À quoi, maistre apothicaire Blanchard, contre qui plainte a été portée, nous a dit  qu'il s'était présenté hier vingt-sept au domicile d'Alphin en étant porteur d'une seringue en bon estat pour réouvrir et deffermer les courants cholédoques et qu'il avoit cherché à l'insinuer dans les règles de l'art (Tuto et Jucunde), mais inutilement et avec grand empeschement et fascherie. Qu'il avoit cependant regardé de plus près in fundamento et qu'ayant écarté les posters;il avoit aperçu, contre tous usages et coutumes, un œil qui le regardoit en face, ce qui n'était jamais arrivé depuis sept vingt ans qu'il praticoit. Qu'il avoit jugé que son honneur était outragé et qu'il s'était retiré de céans.

D'après cette connaissance, nous soussignés, maistres sirurgiens, avons procédé à l'examen du fundamentum. Le poster étant ouvert,  nous avons rencontré un fragment de cristal qui faisait oeil et qui regardoit.

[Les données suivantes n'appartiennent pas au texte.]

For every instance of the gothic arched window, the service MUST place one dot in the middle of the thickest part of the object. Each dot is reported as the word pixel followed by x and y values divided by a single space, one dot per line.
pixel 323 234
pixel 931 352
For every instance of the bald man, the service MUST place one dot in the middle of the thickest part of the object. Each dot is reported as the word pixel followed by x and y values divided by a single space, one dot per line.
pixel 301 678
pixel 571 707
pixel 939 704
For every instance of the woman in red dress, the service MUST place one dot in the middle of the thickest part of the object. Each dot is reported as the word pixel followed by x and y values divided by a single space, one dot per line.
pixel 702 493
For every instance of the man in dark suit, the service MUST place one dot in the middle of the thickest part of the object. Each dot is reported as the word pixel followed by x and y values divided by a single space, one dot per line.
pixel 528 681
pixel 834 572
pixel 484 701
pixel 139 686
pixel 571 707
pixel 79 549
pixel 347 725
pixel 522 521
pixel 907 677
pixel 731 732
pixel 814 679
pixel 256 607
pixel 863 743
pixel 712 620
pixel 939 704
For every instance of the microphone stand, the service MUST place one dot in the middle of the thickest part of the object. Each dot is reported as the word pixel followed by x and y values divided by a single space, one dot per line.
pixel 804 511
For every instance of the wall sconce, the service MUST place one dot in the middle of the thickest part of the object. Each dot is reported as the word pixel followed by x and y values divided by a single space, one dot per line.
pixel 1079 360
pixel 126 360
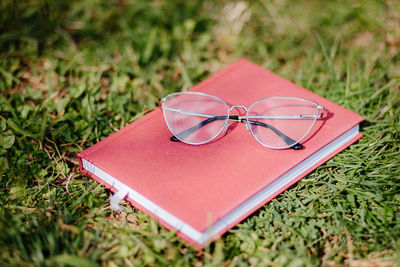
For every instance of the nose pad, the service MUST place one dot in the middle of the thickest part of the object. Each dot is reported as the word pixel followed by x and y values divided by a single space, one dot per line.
pixel 226 126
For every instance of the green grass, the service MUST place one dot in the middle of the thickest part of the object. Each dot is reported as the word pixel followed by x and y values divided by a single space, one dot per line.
pixel 73 72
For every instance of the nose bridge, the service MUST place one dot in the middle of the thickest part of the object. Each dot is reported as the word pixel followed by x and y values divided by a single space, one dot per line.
pixel 237 106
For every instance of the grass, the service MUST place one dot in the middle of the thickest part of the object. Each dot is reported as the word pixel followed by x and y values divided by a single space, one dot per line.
pixel 73 72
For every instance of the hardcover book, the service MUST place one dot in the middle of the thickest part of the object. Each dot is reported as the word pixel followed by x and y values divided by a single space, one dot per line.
pixel 203 191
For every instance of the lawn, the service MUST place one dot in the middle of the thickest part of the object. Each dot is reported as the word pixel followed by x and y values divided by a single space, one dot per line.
pixel 74 72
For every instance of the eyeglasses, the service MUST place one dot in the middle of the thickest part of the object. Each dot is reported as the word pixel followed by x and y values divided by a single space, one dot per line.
pixel 276 122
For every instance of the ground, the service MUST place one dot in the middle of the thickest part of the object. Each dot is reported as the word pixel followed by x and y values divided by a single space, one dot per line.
pixel 73 72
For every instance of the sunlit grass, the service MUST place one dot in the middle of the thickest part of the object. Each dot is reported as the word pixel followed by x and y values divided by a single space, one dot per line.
pixel 73 72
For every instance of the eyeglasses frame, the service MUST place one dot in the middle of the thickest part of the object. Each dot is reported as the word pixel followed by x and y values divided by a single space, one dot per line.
pixel 243 118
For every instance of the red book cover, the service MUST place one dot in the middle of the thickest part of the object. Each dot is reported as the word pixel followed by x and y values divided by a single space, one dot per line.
pixel 203 191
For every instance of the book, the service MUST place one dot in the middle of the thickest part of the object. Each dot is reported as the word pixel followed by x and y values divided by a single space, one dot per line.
pixel 203 191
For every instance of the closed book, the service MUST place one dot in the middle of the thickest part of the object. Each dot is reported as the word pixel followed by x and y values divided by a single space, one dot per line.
pixel 203 191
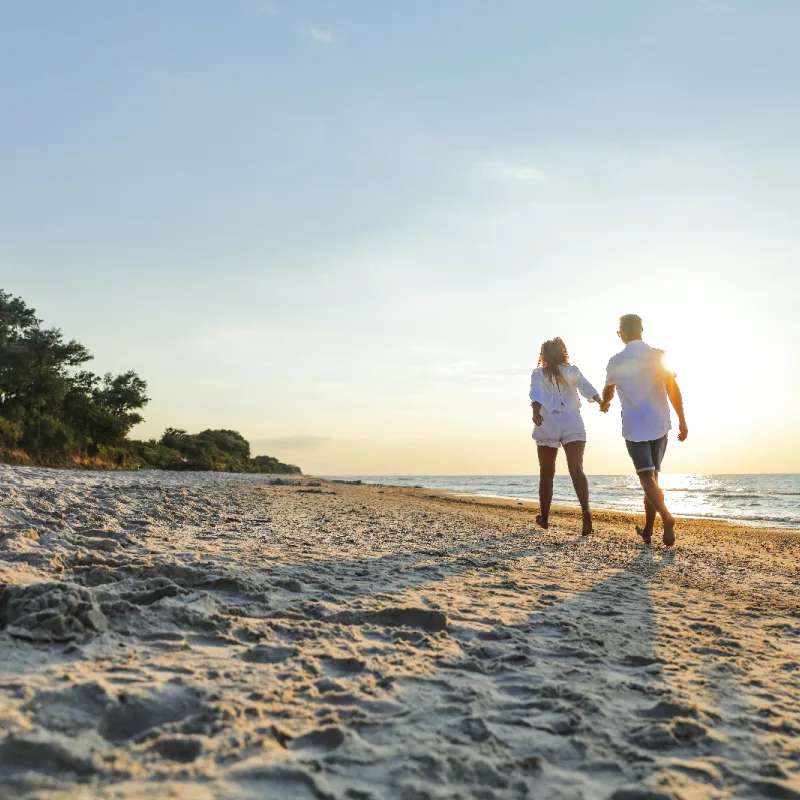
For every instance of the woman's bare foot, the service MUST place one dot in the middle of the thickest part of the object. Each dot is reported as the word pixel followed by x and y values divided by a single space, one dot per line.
pixel 542 522
pixel 669 531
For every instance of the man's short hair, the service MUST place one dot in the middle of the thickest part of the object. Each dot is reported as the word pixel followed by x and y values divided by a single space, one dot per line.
pixel 630 324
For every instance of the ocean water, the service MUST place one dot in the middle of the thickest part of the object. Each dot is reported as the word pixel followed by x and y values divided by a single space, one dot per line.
pixel 759 500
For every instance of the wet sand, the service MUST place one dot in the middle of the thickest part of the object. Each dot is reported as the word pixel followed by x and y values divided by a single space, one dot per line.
pixel 197 636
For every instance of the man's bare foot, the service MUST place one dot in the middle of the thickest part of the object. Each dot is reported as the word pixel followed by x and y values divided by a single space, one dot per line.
pixel 646 534
pixel 669 531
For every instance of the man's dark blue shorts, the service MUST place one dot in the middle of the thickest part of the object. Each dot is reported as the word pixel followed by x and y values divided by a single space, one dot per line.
pixel 647 456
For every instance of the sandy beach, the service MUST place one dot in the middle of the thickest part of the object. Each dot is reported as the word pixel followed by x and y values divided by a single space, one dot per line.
pixel 198 636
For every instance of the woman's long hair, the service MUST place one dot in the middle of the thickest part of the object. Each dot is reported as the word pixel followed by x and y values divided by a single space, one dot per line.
pixel 552 357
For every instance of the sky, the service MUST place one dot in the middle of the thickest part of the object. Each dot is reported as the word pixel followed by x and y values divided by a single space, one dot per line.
pixel 345 228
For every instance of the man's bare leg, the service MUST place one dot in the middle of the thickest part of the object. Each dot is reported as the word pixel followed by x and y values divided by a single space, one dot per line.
pixel 654 495
pixel 649 518
pixel 547 470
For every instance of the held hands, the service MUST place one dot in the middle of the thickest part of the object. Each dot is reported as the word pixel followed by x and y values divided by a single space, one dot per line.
pixel 604 406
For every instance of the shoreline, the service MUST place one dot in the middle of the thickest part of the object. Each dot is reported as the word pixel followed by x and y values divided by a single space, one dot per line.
pixel 183 635
pixel 759 522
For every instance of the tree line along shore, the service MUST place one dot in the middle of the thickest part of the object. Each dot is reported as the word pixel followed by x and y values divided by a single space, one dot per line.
pixel 56 412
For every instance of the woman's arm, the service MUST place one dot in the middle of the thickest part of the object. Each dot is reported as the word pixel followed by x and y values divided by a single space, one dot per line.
pixel 537 397
pixel 586 388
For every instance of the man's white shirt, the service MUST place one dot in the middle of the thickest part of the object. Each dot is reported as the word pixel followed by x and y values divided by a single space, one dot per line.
pixel 638 372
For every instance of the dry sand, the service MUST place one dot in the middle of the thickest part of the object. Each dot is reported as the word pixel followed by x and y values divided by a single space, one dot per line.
pixel 209 636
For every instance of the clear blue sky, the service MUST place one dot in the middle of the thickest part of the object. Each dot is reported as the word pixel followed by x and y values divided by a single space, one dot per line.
pixel 345 228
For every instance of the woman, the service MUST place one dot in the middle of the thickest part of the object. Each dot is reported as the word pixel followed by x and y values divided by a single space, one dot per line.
pixel 554 398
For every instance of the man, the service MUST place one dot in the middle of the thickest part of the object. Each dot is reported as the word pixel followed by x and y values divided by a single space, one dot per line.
pixel 644 384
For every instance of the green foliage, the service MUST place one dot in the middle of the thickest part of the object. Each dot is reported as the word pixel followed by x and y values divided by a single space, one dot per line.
pixel 220 451
pixel 54 410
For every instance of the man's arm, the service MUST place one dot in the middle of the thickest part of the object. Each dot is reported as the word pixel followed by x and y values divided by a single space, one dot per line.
pixel 674 394
pixel 608 396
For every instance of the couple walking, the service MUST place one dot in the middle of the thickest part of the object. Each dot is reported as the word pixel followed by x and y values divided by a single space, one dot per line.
pixel 644 383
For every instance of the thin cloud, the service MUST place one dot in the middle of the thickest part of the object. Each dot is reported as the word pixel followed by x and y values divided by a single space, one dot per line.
pixel 266 7
pixel 322 35
pixel 510 172
pixel 294 442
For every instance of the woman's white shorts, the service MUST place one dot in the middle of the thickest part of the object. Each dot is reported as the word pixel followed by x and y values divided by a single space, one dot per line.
pixel 559 427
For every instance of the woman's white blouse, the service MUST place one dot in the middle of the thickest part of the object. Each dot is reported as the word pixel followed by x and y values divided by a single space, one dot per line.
pixel 560 396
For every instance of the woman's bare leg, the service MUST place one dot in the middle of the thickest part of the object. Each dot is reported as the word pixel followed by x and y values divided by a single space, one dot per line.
pixel 547 470
pixel 574 452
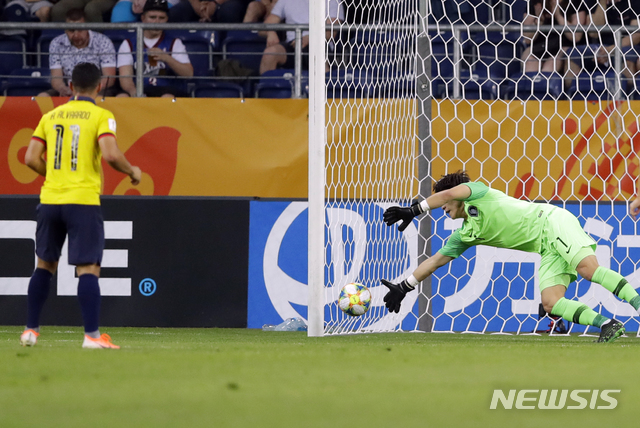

Jugeant le cas neut et extraordinaire, mais exempt de maléfices, jongleries ou autre perfidie, nous avons interrogé les gens de service qui nous ont appris qu'Alphin avoit accoustumé de mettre son oeil dans un verre d'eau et qu'il avoit pu l'avaler dans son délire.

C'est pourquoi nous avons jugé que Blanchard, maistre apothicaire adolé et outragé, avoit sagement agi en se retirant pour attendre la visite du sirurgien ordinaire du Roy, et déclarons que les torts et rebelleries sont du côté du mort. De tout quoi certifions véritables entre les mains de Bilaud, notaire royal requis à cet effet au jour, moi et an que dessus; et avons signé. "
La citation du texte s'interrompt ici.